While partnerships with STEM researchers offer opportunities for advancing social work science, such collaborations are mutually beneficial. STEM researchers typically do not receive the level of training that social workers have in community-based research methodologies or diversity. This has contributed to the digital divide that social workers often observe in their research and practice, where certain populations - often older adults, rural residents, and racial/ethnic underrepresented groups - have been underserved by technologies that may be beneficial to them. Similarly, recent literature has documented the lack of diversity, equity, and inclusion in the design and functioning of many technologies.
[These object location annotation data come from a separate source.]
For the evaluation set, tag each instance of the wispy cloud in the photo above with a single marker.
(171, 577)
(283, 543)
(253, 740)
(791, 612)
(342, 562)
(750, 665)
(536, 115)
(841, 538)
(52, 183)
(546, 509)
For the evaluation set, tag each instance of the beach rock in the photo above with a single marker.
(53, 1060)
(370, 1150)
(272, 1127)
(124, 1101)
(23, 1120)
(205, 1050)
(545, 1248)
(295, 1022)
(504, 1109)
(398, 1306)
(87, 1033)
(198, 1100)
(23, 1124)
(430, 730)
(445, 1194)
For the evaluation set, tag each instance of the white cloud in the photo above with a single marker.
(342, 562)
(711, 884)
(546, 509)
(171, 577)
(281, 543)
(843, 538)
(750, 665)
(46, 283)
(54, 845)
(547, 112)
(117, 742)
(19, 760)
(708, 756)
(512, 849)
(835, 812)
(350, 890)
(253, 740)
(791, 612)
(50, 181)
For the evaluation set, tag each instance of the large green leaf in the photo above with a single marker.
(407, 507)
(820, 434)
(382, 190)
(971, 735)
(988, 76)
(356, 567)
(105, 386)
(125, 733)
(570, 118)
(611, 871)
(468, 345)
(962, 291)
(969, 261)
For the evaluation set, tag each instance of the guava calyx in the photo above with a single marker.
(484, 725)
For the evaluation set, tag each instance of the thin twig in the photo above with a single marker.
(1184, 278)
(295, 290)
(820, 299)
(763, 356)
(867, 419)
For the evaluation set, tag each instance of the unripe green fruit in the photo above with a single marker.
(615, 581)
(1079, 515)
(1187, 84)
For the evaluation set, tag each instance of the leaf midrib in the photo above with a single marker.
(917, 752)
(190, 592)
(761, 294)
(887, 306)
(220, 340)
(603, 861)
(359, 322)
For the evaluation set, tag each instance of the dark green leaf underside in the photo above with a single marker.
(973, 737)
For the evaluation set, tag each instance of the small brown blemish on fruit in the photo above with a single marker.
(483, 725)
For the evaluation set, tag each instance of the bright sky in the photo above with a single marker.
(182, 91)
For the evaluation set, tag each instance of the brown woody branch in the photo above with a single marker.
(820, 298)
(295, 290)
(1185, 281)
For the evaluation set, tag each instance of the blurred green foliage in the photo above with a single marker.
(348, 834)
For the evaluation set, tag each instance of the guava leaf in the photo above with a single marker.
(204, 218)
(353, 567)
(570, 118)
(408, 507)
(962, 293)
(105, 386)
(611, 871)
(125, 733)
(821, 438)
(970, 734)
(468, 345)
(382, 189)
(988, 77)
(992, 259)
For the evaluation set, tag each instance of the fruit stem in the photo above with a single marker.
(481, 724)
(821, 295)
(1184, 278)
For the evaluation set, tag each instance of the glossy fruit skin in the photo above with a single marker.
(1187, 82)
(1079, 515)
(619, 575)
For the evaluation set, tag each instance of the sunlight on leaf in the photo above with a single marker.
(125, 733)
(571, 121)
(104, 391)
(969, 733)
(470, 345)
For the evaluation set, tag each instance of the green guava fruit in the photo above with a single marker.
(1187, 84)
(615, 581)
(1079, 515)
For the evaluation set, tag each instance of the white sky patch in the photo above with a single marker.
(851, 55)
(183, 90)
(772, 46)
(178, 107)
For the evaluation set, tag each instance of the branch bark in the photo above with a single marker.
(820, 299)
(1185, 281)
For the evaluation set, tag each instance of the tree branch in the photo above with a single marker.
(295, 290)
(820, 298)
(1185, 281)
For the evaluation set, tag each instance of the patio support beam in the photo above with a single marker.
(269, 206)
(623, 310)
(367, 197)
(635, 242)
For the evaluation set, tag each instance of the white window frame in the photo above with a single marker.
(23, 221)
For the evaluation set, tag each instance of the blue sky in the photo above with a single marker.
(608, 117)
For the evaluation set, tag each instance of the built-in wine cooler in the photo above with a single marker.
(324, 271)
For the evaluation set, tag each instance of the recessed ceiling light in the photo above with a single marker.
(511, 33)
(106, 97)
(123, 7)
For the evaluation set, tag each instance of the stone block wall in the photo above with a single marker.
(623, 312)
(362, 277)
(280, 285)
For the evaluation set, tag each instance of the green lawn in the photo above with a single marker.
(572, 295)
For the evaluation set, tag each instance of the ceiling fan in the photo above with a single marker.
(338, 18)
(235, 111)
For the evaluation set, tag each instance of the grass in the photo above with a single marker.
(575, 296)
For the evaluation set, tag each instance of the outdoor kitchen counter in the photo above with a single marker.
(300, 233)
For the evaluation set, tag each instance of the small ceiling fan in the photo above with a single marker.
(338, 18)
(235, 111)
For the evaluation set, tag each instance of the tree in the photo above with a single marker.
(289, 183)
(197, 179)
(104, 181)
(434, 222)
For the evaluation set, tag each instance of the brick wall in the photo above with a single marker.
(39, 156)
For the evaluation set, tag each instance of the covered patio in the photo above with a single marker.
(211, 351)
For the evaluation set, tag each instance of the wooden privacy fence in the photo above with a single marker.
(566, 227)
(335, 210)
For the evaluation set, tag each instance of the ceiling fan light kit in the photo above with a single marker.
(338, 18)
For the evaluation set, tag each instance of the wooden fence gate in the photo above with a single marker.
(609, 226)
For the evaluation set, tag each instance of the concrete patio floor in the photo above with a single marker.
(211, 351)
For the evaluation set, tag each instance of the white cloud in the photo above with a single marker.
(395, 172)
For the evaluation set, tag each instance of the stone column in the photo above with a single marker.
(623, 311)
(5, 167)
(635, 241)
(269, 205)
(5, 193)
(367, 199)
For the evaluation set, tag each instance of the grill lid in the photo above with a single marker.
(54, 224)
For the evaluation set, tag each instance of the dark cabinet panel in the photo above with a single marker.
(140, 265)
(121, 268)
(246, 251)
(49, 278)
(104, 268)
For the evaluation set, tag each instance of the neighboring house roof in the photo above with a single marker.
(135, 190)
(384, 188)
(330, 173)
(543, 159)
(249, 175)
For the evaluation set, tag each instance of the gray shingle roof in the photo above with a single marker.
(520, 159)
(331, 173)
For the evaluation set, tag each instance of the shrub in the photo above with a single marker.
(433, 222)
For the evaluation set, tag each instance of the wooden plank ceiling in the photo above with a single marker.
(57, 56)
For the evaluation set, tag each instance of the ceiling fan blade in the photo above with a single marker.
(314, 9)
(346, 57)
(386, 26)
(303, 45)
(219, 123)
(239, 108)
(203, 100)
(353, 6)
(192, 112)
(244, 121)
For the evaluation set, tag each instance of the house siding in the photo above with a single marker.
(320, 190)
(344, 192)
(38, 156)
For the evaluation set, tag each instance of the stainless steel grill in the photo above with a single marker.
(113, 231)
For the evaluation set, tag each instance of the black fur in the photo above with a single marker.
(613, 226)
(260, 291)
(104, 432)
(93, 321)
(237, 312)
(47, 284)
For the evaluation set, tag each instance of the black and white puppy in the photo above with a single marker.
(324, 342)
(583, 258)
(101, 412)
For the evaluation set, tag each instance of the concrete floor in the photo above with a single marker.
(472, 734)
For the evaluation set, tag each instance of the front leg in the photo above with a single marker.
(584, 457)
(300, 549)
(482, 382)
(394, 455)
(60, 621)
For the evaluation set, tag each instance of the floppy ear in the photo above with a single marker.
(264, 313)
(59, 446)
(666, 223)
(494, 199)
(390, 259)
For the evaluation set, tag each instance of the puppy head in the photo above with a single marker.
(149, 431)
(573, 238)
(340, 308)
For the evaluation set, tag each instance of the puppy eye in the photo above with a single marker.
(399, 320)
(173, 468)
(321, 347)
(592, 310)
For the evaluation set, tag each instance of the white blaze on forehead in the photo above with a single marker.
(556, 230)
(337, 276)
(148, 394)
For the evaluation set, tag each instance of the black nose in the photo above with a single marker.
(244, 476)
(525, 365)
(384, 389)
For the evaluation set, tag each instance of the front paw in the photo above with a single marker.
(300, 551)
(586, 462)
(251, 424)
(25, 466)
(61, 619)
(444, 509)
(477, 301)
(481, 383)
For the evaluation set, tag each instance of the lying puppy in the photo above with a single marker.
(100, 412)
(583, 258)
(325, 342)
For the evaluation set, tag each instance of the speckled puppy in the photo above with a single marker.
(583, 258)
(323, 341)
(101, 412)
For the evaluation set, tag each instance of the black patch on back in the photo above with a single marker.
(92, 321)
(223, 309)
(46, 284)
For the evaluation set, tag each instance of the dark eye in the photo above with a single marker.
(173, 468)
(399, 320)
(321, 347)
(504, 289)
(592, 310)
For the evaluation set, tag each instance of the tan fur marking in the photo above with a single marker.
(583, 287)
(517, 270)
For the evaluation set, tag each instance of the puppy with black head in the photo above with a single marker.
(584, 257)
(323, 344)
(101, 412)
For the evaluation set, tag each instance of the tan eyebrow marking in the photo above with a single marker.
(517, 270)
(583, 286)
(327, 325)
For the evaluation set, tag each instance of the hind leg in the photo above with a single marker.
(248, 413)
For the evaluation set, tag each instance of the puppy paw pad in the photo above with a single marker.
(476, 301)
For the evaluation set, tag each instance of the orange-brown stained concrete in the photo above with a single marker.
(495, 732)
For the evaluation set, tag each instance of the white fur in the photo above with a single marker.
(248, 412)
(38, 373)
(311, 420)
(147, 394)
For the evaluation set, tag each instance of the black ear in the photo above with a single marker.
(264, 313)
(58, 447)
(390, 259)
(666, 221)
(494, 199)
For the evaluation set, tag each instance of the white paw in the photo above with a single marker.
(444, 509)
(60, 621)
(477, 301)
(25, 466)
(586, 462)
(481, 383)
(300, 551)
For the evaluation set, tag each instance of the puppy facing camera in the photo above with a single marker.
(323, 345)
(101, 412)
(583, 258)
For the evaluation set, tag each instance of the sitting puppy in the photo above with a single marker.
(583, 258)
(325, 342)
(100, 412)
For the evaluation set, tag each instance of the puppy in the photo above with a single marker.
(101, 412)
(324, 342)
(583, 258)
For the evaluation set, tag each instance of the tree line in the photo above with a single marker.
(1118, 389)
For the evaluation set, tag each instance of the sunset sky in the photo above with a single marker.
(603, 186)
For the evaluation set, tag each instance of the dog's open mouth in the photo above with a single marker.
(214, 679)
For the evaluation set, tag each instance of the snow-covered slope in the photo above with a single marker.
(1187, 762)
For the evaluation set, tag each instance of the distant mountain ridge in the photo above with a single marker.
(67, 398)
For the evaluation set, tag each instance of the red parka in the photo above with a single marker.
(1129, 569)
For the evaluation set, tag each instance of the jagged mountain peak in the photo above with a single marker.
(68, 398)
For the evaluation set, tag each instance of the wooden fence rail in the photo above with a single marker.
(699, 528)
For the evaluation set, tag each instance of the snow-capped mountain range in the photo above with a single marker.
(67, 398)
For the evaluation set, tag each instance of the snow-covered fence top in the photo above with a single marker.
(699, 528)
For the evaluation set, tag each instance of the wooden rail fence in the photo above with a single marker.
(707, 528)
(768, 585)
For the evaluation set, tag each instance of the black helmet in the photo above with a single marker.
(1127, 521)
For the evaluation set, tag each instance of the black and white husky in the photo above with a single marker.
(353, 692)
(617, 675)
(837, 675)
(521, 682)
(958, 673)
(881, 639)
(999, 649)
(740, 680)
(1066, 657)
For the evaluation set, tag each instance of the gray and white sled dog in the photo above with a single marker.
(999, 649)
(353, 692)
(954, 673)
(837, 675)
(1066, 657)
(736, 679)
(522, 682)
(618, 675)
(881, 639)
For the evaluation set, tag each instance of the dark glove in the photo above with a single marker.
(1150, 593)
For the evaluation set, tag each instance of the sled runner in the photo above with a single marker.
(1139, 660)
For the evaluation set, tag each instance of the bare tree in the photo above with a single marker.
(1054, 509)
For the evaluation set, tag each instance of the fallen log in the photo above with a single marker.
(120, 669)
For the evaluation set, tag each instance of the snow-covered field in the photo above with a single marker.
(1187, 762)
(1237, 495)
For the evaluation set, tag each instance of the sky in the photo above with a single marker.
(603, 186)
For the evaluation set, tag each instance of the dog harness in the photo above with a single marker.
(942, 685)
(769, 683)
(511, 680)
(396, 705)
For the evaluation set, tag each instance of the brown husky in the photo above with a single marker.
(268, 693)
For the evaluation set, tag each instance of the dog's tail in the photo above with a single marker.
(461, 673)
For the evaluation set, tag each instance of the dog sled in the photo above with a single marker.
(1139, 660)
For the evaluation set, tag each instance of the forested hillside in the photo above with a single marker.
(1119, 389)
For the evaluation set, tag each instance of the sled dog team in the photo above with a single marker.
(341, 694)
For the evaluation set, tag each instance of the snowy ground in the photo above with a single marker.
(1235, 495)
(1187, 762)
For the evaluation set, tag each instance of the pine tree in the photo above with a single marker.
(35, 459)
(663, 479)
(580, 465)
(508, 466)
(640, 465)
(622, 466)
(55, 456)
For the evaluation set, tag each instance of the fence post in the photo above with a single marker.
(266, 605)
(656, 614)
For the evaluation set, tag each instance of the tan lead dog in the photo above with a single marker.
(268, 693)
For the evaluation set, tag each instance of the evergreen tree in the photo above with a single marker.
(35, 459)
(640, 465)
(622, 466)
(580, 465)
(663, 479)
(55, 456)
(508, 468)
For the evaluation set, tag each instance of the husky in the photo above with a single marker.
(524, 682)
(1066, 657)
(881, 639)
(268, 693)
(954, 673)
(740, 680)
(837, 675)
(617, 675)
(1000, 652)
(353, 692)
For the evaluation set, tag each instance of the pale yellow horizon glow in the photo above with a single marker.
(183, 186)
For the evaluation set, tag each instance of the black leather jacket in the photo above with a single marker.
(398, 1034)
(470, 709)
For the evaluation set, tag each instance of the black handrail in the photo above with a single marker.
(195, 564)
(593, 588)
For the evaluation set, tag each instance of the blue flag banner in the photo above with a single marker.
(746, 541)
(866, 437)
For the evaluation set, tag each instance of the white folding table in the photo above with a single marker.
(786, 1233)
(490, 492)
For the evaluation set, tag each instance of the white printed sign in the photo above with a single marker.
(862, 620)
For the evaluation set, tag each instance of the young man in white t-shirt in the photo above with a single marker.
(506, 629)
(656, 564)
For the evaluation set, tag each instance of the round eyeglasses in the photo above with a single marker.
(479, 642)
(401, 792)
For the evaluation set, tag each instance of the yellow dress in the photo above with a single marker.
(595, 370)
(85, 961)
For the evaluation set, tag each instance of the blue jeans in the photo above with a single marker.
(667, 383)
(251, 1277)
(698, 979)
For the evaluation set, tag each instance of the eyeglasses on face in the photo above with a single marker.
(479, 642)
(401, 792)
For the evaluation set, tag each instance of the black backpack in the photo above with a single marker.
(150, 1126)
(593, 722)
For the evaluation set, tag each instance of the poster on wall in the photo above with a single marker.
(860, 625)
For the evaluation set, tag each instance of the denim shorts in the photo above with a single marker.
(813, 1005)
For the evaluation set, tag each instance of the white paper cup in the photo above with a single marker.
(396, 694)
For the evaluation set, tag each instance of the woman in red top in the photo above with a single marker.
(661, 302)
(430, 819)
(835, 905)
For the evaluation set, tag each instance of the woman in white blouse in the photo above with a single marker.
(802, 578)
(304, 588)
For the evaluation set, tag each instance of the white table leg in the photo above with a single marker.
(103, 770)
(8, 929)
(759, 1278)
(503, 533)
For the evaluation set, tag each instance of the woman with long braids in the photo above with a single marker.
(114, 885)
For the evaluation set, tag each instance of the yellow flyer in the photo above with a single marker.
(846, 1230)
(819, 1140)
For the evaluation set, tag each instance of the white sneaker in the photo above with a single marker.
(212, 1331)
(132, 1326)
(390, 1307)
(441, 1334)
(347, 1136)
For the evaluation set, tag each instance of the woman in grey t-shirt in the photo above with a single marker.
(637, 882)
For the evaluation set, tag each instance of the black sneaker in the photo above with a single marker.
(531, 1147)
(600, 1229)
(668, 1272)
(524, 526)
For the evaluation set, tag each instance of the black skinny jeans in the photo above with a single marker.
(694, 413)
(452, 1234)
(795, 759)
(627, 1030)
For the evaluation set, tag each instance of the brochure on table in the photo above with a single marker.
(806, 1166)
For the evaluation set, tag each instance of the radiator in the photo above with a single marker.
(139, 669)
Hence, social work perspectives in STEM could help advance technologies to be more usable and helpful for a diverse population.
That National Science Foundation's (NSF) Smart and Connected Communities (SCC) and Smart and Connected Health (SCH) funding programs offer unique opportunities for social work to collaborate with STEM disciplines to address challenges experienced by communities and health care systems. The aim of these programs is to solve problems identified by communities and organizations with scientific innovations. Successful research proposals are those that are innovative, recenter research questions and methodological design to be community-driven, and integrate plans to democratizing knowledge to maximize the impact of research findings. Social work's long history of community based (especially community-based participatory) research aligns well with the mission of these funding programs. However, collaborations with STEM colleagues are imperative, since social work researchers may have limited understandings of the capabilities of innovative technologies, such as artificial intelligence, robotics, computer science, and geospatial tools. Despite the relevance of the Smart and Connected funding programs to social work science, few social workers apply for these grants.
In this workshop, participants will learn more about NSF funding, including the review criteria and grant review process, from a Smart and Connected grant principal investigator who has also served as a grant reviewer for both the SCC and SCH grant programs. It will also review the fundamentals of team science and its role in developing successful research teams that involve collaborations between social work and STEM researchers. Participants will be encouraged to share their own research aims and grant project ideas to discuss and identify how their work may be relevant to the SCC and SCH funding programs.